Глава 37 Сокрушённая

Он привёл меня обратно в резервуар.

По дороге мы миновали людей, которые пялились на нас.

Видящие, обслуживавшие станцию охраны снаружи резервуара, тоже пялились на нас. Я окинула взглядом их лица и глаза, не особо обращая внимание.

Ревик говорил с ними, но я не разбирала почти ничего из того, что он сказал.

В самом конце я расслышала, как он сказал им оставить нас в покое.

Я почувствовала, как они противятся этому запросу, хотя не слишком присматривалась к их реакции.

Я слышала, как Ревик по дороге совершил как минимум один звонок по коммуникатору, но разобрала лишь немногие слова. Я слышала, как он сказал кому-то «Да, она со мной» незадолго до того, как отключился и взглянул на меня, словно убеждаясь, что это по-прежнему я держу его за руку.

Не помню, чтобы он говорил что-то непосредственно мне после той первой горстки слов. Большую часть дороги по кораблю он молча вёл меня за руку.

Думаю, к тому времени нехватка сна всерьёз сказывалась на мне.

Когда мы наконец-то прошли все протоколы безопасности и вернулись в замкнутую конструкцию резервуара, он меня не отпустил. Он повёл меня прямиком в уборную через низкую дверь, которая находилась слева от его стола.

Бережно заведя меня в узкую комнатушку, Ревик не отпустил мою руку, когда наклонился, чтобы нажать на кнопки включения воды и регулирования температуры.

Включив душ, он ничего не сказал.

Слегка нахмурившись, он просто повернулся ко мне и показал одной рукой жест, который у видящих означал краткую просьбу о разрешении.

Увидев, что он смотрит на мою одежду, я кивнула.

Он не медлил и сразу же начал раздевать меня.

Я осознала, что слегка вздрагиваю, ощущая боль в нём и в себе, но я не отстранялась от его пальцев.
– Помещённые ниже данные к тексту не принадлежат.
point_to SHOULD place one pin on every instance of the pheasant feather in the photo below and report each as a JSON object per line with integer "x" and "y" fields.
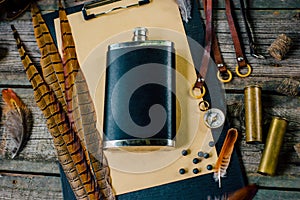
{"x": 79, "y": 103}
{"x": 18, "y": 121}
{"x": 225, "y": 155}
{"x": 68, "y": 147}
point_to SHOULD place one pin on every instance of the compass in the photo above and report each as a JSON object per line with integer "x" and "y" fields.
{"x": 214, "y": 118}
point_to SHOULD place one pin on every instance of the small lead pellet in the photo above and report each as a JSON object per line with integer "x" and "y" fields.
{"x": 200, "y": 154}
{"x": 184, "y": 152}
{"x": 181, "y": 171}
{"x": 211, "y": 143}
{"x": 209, "y": 167}
{"x": 206, "y": 155}
{"x": 195, "y": 171}
{"x": 196, "y": 160}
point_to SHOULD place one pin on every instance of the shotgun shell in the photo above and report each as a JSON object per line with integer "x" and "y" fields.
{"x": 253, "y": 114}
{"x": 272, "y": 148}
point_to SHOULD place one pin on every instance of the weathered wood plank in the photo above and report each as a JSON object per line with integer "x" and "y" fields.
{"x": 264, "y": 194}
{"x": 36, "y": 167}
{"x": 30, "y": 187}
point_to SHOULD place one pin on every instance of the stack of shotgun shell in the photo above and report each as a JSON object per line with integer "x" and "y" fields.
{"x": 253, "y": 122}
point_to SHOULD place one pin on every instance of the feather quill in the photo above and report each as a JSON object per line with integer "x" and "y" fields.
{"x": 225, "y": 155}
{"x": 245, "y": 193}
{"x": 18, "y": 121}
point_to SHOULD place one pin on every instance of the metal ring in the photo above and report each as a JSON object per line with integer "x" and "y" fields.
{"x": 205, "y": 105}
{"x": 225, "y": 80}
{"x": 202, "y": 92}
{"x": 237, "y": 70}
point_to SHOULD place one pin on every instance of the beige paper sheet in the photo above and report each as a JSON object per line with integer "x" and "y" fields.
{"x": 131, "y": 171}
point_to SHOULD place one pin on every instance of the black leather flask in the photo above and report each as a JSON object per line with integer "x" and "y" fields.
{"x": 140, "y": 101}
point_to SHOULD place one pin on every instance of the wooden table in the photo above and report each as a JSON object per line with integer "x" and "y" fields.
{"x": 34, "y": 173}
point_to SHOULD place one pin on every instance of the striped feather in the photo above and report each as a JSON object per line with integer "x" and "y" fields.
{"x": 51, "y": 63}
{"x": 69, "y": 150}
{"x": 225, "y": 155}
{"x": 79, "y": 103}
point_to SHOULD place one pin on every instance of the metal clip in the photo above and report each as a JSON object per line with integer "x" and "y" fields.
{"x": 87, "y": 16}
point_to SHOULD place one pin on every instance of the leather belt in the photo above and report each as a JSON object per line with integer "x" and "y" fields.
{"x": 240, "y": 57}
{"x": 199, "y": 84}
{"x": 211, "y": 43}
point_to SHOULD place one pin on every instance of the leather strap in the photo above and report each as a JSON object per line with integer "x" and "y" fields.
{"x": 208, "y": 41}
{"x": 240, "y": 57}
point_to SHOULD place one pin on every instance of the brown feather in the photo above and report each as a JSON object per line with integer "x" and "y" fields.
{"x": 225, "y": 154}
{"x": 17, "y": 120}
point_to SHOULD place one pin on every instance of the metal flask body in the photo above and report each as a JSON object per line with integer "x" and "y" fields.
{"x": 269, "y": 159}
{"x": 140, "y": 104}
{"x": 253, "y": 114}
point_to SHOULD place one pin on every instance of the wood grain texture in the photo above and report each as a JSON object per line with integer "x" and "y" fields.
{"x": 268, "y": 19}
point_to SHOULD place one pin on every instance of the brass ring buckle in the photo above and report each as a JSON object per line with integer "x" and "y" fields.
{"x": 201, "y": 90}
{"x": 203, "y": 105}
{"x": 225, "y": 80}
{"x": 237, "y": 70}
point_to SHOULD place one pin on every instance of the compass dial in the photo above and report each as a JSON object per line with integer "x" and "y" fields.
{"x": 214, "y": 118}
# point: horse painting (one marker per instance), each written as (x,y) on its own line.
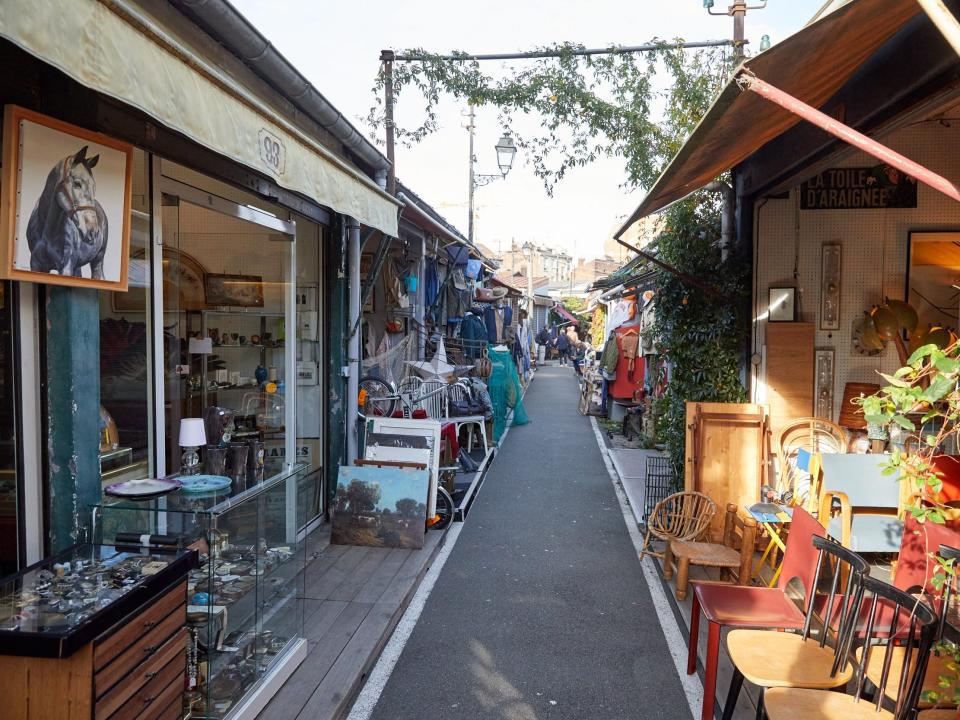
(68,226)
Он снял с меня армейскую рубашку и начал расстёгивать ремень, сдёрнул мои брюки с бёдер, затем присел на корточки, чтобы снять их со ступней и лодыжек.

Я видела, как на пол сыплется песок.

Я видела, как он сыпался из штанов, затем из моего нижнего белья. Я видела, как Ревик уставился на это, словно на несколько секунд зациклившись на этом факте, и из его света выплеснулось ещё больше боли.
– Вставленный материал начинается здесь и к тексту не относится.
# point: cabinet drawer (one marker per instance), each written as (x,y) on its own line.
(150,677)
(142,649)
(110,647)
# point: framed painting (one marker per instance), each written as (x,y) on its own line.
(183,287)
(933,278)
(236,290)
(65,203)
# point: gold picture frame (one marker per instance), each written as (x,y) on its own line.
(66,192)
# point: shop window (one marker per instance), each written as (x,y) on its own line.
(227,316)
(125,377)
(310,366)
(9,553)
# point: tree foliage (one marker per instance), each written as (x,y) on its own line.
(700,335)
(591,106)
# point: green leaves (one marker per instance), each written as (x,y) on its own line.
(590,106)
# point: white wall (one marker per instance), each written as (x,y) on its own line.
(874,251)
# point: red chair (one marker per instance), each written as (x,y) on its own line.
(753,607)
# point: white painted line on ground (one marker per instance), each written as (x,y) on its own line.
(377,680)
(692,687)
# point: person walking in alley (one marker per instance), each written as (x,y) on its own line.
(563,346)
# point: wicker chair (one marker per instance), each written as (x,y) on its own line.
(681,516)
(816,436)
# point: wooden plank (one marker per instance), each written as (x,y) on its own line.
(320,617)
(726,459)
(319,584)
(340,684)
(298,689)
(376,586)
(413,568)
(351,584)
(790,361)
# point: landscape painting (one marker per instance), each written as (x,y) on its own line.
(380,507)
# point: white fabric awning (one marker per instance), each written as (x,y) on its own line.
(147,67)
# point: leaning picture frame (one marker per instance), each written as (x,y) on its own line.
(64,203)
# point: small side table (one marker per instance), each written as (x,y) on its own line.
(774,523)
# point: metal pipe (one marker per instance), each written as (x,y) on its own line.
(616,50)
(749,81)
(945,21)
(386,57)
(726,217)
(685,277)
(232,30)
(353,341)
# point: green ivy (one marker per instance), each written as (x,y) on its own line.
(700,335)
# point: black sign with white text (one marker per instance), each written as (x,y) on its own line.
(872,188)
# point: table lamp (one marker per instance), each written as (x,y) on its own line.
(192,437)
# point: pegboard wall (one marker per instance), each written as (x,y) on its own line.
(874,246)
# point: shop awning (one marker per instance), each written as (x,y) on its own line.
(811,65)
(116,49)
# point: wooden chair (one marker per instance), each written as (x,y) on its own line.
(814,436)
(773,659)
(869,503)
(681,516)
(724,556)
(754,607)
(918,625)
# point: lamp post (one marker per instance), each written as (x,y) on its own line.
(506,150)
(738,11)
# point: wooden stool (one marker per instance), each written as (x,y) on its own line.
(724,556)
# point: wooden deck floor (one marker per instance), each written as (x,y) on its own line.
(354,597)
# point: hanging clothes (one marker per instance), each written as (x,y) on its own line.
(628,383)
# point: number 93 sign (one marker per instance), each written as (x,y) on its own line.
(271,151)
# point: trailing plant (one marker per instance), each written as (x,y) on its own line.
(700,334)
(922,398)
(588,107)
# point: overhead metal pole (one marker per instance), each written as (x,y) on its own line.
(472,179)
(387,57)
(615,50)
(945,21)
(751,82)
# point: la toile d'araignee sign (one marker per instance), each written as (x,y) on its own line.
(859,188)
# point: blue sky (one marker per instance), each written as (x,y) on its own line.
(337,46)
Он по-прежнему ничего не говорил.

Вместо этого он запихал мою одежду в люк в стене и выпрямился в полный рост, повернувшись ко мне лицом. Он оставался передо мной, раздеваясь сам, и приступил к этому практически сразу же, как закончил раздевать меня. Осознав, что он намеревается принять душ со мной, я попыталась решить, что чувствую по этому поводу.
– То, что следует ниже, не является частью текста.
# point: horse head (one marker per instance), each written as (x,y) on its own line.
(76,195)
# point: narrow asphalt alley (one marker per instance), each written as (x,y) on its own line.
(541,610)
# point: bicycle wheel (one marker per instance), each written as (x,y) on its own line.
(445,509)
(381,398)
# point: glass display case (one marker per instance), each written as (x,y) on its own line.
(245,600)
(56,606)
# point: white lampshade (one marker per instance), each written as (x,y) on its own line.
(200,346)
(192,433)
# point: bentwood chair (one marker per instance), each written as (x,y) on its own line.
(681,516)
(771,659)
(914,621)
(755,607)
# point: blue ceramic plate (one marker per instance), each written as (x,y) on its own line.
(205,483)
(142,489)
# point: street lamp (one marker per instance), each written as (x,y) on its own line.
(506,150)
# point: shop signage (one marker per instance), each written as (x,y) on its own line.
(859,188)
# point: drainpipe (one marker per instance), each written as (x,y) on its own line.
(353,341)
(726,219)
Но ничего не было — я ничего не чувствовала.

Так что я просто стояла и смотрела, как он запихивает свою рубашку, а потом и брюки в ту же дыру в стене. Затем он снял душевую лейку с держателя и смыл песок с кафеля в водосток. Я проводила крупицы взглядом, по-прежнему не сдвигаясь с места.

Затем Ревик взял меня за руку.

Он завёл меня в кабинку, под горячую воду. Я просто стояла, пока он намыливал меня, затем смывал пену тем же душем, которым ополаскивал пол. Он дважды помыл моё тело, затем встал позади меня и стал вспенивать шампунь на моих волосах.

Он по-прежнему толком не говорил со мной.

Я слышала, как он пару раз бормотал что-то о том, как я пахла дымом, но я не могла понять, адресовалось это мне или нет. Я также ощущала в нём боль, но он, похоже, пытался контролировать её или как минимум скрывать большую её часть от моего света. Когда он забормотал что-то в третий раз, уже на русском, я покосилась на него.

Он не стал встречаться со мной взглядом, и я просто смотрела на его лицо, затем на его тело, затем на его эрекцию. Ревик не пытался скрыть её от меня, но взял мой подбородок и аккуратно заставил отвернуться, чтобы я тоже не смотрела на него.

Затем он продолжил пальцами выскребать песок и дым из моих волос.

Он три раза помыл их шампунем и только потом, похоже, решил, что этого будет достаточно.

Смыв всё мыло и выключив воду, Ревик замотал меня в большое полотенце. Он вывел меня в другую комнату, легко положив ладони на мои плечи и спину, но вновь двигаясь с напряжённой целеустремлённостью.

Я чувствовала себя лучше. Намного лучше.

Но да, по-прежнему довольно странно.

Теперь казалось, что я должна поговорить с ним.

Я не знала, как заговорить, и есть ли мне вообще что сказать. Я гадала, позволит ли он мне сначала поспать, но когда он сел рядом со мной на кровать, одетый лишь в полотенце на талии, он не лёг и не подвинулся так, чтобы мне удобно было лечь. Мне пришлось бы перебираться через него, чтобы добраться до другой стороны кровати.

Однако я этого не сделала. Я чувствовала, что он хочет поговорить со мной, так что просто ждала.

После очередной паузы Ревик жестом показал мне повернуться, и я осознала, что у него в руках одна из расчёсок-массажек для моих волос.

Я просто сидела, пока он расчёсывал мои спутавшиеся длинные волосы.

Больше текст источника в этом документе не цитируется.